Las cartas están echadas. Como insisten analistas, no se puede dar por muerta a Fernández pero tampoco minimizar la capacidad política del presidente

Los grandes misterios de la política argentina, como interpretar el peronismo o definir políticamente a Cambiemos, el movimiento del presidente Macri, siguen abiertos. Ahora bien, los resultados de las PASO (Elecciones Primarias, Abiertas, Simultáneas y Obligatorias) del 13 de agosto para elegir a los candidatos de las parlamentarias de octubre de 2017, permiten esclarecer algunas incógnitas.

Para comenzar, se puede afirmar que si no hay un giro dramático en los próximos dos meses ni sorpresa posterior, Macri sería el primer Presidente civil no peronista en completar su mandato desde el triunfo de Perón en 1946. También, que la ex presidenta Cristina Fernández tiene un sólido piso electoral, superior a 20% en la provincia de Buenos Aires, la mayor circunscripción del país. Sin embargo, las opciones de recuperar su protagonismo pasado son escasas y pasan por la capacidad de renovación de un peronismo dividido que intenta excluirla.

Macri y Cambiemos apostaron por hacer de Cristina Fernández la gran enemiga. La polarización movilizó a una parte importante del electorado, incluyendo numerosos votantes de los sectores más humildes, que rechaza frontalmente el populismo kirchnerista. Esta jugada también asestó un duro golpe a algunas fracciones peronistas alejadas de la anterior conducción, pero carentes de un discurso alternativo.

Todavía continúa el escrutinio definitivo. Cuando concluya, es probable que Fernández gane al oficialismo en la provincia de Buenos Aires por varios miles de votos. Frente a sus expectativas iniciales de una victoria por más de 4 o 5 puntos, este resultado sería bueno para los intereses gubernamentales. Cambiemos ganó en tres de las cinco mayores circunscripciones, Ciudad de Buenos Aires, Córdoba y Mendoza, y en octubre podría imponerse en las otras dos, las provincias de Buenos Aires y Santa Fe. No solo triunfó en importantes bastiones peronistas como La Pampa o Neuquén, sino también en los feudos kirchneristas de San Luis y Santa Cruz.

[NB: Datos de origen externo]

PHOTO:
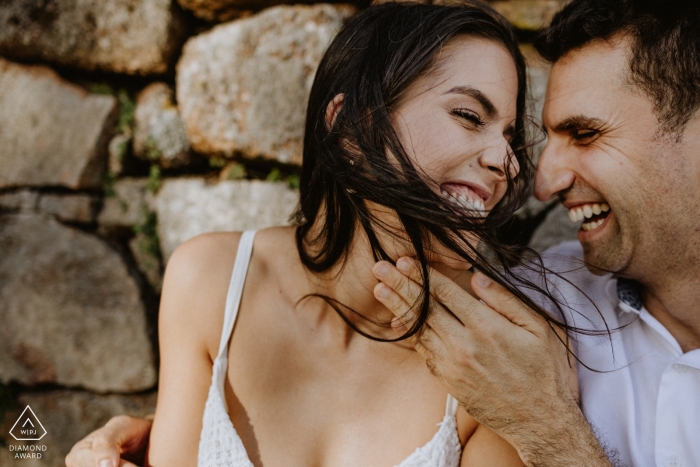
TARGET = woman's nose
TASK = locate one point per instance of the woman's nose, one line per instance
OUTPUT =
(499, 159)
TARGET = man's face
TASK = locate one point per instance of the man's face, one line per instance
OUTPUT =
(605, 151)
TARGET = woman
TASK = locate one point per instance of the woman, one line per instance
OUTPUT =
(414, 146)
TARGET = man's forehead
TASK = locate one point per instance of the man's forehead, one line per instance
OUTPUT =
(587, 80)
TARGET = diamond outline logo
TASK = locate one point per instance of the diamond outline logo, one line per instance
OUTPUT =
(28, 419)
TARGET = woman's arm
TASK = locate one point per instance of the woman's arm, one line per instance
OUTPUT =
(190, 323)
(486, 449)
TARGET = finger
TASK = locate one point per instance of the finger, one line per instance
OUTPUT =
(104, 449)
(130, 433)
(505, 303)
(409, 290)
(404, 313)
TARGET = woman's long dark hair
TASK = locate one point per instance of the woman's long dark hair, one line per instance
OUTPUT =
(372, 61)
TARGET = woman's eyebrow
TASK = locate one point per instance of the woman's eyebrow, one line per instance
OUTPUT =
(490, 109)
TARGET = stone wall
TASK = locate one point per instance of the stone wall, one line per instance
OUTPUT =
(127, 127)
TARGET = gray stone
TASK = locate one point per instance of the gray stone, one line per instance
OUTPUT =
(243, 86)
(128, 204)
(555, 229)
(67, 416)
(123, 36)
(188, 207)
(221, 10)
(71, 314)
(146, 251)
(537, 76)
(159, 134)
(118, 149)
(52, 132)
(70, 208)
(529, 14)
(23, 200)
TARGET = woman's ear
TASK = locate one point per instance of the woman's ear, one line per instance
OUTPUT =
(333, 109)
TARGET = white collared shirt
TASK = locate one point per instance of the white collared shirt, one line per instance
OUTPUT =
(644, 399)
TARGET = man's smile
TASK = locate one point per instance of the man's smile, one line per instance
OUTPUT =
(593, 214)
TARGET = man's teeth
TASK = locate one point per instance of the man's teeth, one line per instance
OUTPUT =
(587, 211)
(592, 225)
(469, 204)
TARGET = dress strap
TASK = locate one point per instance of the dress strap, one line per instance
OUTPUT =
(235, 290)
(451, 406)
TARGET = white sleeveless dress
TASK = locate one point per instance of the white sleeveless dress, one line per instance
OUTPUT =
(220, 445)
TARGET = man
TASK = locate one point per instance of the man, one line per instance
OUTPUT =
(623, 156)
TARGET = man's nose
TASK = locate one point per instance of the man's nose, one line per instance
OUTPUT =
(499, 160)
(552, 176)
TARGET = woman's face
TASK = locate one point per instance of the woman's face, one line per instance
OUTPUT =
(456, 122)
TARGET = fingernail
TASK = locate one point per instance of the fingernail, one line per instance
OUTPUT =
(398, 326)
(381, 270)
(404, 264)
(482, 280)
(381, 291)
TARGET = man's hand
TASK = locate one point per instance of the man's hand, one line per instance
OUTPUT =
(122, 436)
(501, 360)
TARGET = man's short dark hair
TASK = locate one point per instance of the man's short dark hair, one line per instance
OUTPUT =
(665, 55)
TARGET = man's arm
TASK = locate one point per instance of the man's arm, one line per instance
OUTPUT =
(501, 360)
(122, 438)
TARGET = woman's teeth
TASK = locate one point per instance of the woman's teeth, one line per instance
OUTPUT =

Con dificultades la economía argentina ha comenzado a dar señales de recuperación. Si bien los pobres del conurbano bonaerense, el principal bastión de la ex presidenta, todavía no las sienten, la gestión de la gobernadora María Eugenia Vidal está llegando a sectores cada vez más importantes del electorado y neutralizando ciertas prácticas clientelistas del pasado.

De cara a octubre, las cartas están echadas. Como insisten analistas, no se puede dar por muerta a Fernández pero tampoco minimizar la capacidad política del presidente. Con dificultades Macri ha armado una coalición multicolor con representantes de la derecha, radicales, social-cristianos, social demócratas e incluso izquierdistas. Irónicamente Jorge Fernández Díaz recoge la fórmula de macrismo-leninismo para referirse a ese magma inclasificable.

Si en octubre se repiten los resultados de las primarias, Macri habría dado un gran paso en su intento de completar su mandato y ser reelegido en 2019. De confirmarse este extremo se apartaría al peronismo del poder al menos hasta 2023, el mayor descalabro del movimiento popular desde la recuperación de la democracia en 1983.